Bornedal speculates that the dybbuk’s possession of Em was largely an allegory on her inner fears at a time when her parents were going through a bitter divorce. While shooting the movie, he says he concentrated on the production rather than worry about the dybbuk’s alleged powers.
He maintained this attitude, he says, even when all the neon light fixtures exploded one day on the set in Vancouver, Canada, and when a fire destroyed all the props used in the movie shortly after the film wrapped.
His new film attests to the continuing fascination with the spiritual possession theme, especially in movies that reenact the viewer’s dreamlike fears while he is safe in his seat, says Edna Nahshon, a professor of Hebrew at the Jewish Theological Seminary in New York who specializes on the Jewish theater.

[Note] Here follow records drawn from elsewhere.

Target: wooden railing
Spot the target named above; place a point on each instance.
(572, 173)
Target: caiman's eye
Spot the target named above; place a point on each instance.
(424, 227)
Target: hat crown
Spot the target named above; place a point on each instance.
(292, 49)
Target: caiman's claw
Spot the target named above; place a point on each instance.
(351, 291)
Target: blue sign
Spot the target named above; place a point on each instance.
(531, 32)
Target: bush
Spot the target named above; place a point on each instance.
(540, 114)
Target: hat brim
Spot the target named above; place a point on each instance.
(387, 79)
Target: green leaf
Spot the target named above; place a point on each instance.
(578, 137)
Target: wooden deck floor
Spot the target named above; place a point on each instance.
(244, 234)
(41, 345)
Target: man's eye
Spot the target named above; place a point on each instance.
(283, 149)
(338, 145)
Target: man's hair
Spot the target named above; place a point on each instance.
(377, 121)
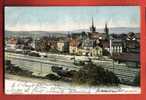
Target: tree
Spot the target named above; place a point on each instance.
(95, 75)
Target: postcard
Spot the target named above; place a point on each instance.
(72, 50)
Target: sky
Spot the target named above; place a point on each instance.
(67, 18)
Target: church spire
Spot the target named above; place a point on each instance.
(92, 22)
(106, 30)
(93, 28)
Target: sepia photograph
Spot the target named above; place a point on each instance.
(72, 50)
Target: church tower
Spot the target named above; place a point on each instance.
(106, 31)
(93, 28)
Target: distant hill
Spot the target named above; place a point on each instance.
(34, 33)
(116, 30)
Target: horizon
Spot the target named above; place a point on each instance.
(70, 18)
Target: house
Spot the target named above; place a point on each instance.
(73, 46)
(89, 48)
(63, 46)
(12, 42)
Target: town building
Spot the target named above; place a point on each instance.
(63, 46)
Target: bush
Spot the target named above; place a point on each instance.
(95, 75)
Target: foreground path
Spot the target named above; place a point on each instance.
(23, 85)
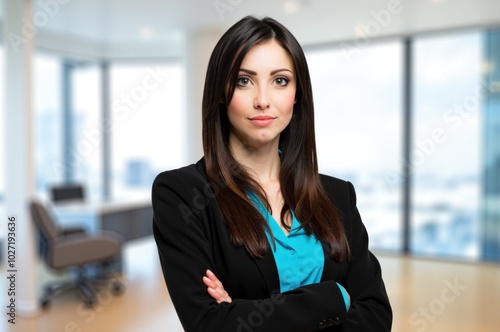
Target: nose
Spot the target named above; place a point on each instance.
(261, 100)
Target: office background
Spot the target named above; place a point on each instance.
(414, 85)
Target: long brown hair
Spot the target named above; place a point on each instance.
(300, 184)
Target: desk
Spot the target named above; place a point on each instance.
(131, 219)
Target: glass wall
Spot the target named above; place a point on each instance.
(446, 149)
(490, 231)
(3, 137)
(48, 145)
(358, 129)
(148, 116)
(87, 134)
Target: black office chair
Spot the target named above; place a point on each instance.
(78, 252)
(66, 192)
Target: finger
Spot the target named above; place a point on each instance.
(209, 283)
(211, 275)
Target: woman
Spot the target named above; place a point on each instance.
(252, 238)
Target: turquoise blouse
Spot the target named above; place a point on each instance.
(299, 257)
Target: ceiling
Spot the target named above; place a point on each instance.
(104, 24)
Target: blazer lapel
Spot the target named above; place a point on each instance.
(269, 272)
(331, 268)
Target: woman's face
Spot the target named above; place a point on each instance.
(262, 103)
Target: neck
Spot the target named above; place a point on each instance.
(263, 162)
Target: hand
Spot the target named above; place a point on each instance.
(215, 288)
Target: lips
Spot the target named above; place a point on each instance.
(262, 120)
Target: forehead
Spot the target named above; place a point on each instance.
(267, 56)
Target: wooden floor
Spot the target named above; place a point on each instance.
(426, 295)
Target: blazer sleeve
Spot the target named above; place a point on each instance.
(370, 309)
(182, 236)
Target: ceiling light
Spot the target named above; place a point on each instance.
(146, 33)
(290, 7)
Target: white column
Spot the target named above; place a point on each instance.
(199, 47)
(18, 38)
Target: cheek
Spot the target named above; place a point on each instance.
(286, 103)
(237, 106)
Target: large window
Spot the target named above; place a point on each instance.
(87, 138)
(358, 130)
(446, 150)
(148, 116)
(48, 144)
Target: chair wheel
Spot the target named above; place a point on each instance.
(117, 288)
(44, 303)
(89, 303)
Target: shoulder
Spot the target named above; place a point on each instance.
(190, 176)
(341, 192)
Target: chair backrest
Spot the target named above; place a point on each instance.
(43, 221)
(67, 192)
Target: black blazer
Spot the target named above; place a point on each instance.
(192, 237)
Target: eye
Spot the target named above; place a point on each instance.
(243, 81)
(281, 81)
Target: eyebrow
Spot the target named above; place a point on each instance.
(251, 72)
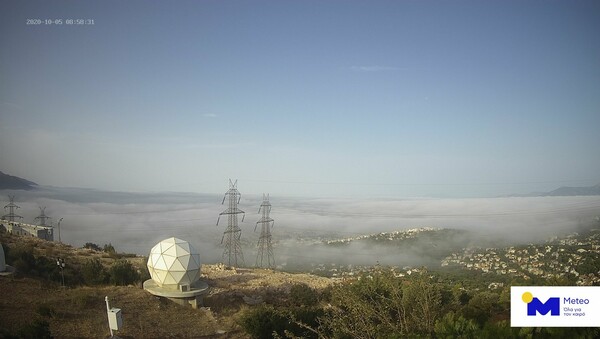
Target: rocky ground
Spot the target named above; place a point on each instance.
(80, 311)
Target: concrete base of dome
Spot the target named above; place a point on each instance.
(193, 296)
(8, 270)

In our time, she says, the dybbuk theme is still alive in the Chasidic world and is connected historically to kabbalistic teaching on the transmigration of souls. Nahshon adds that the dybbuk theme is found in various forms in almost every culture and religion.
In Jewish tradition, the dybbuk is almost invariably male, usually possessing a female soul and body. This scenario gives the possessed woman a “voice” to say what is normally repressed, including sexual desire, Nahshon says. But in “The Possession,” the gender identities are murkier. The dybbuk, however, is female, Bornedal says.
What is clear is that the dybbuk remains with us in theatrical performances and books.
Just before the opening of “The Possessed,” a Los Angeles theater concluded the stage run of “The Exorcist” with a different approach than the famed 1974 movie, but also based on William Peter Blatty’s novel.
The dybbuk theme also showed up in the 2009 movie “A Serious Man” by Joel and Ethan Coen. The film opened with a visit by a presumed dybbuk in an Eastern European shtetl, while its central character is a man beset by slights and setbacks that neither he nor the wise rabbis he consults can explain.
As for the grandfather of the cinematic genre, the 1937 Polish Yiddish film “Der Dibbuk,” it has been restored by the National Center for Jewish Film and continues to enjoy considerable popularity.
In recent years, the restored “Dibbuk” has screened worldwide in venues ranging from the Austrian Film Archive to an outdoor screening at the Hollywood Bowl, said Lisa Rivo, the film center’s associate director.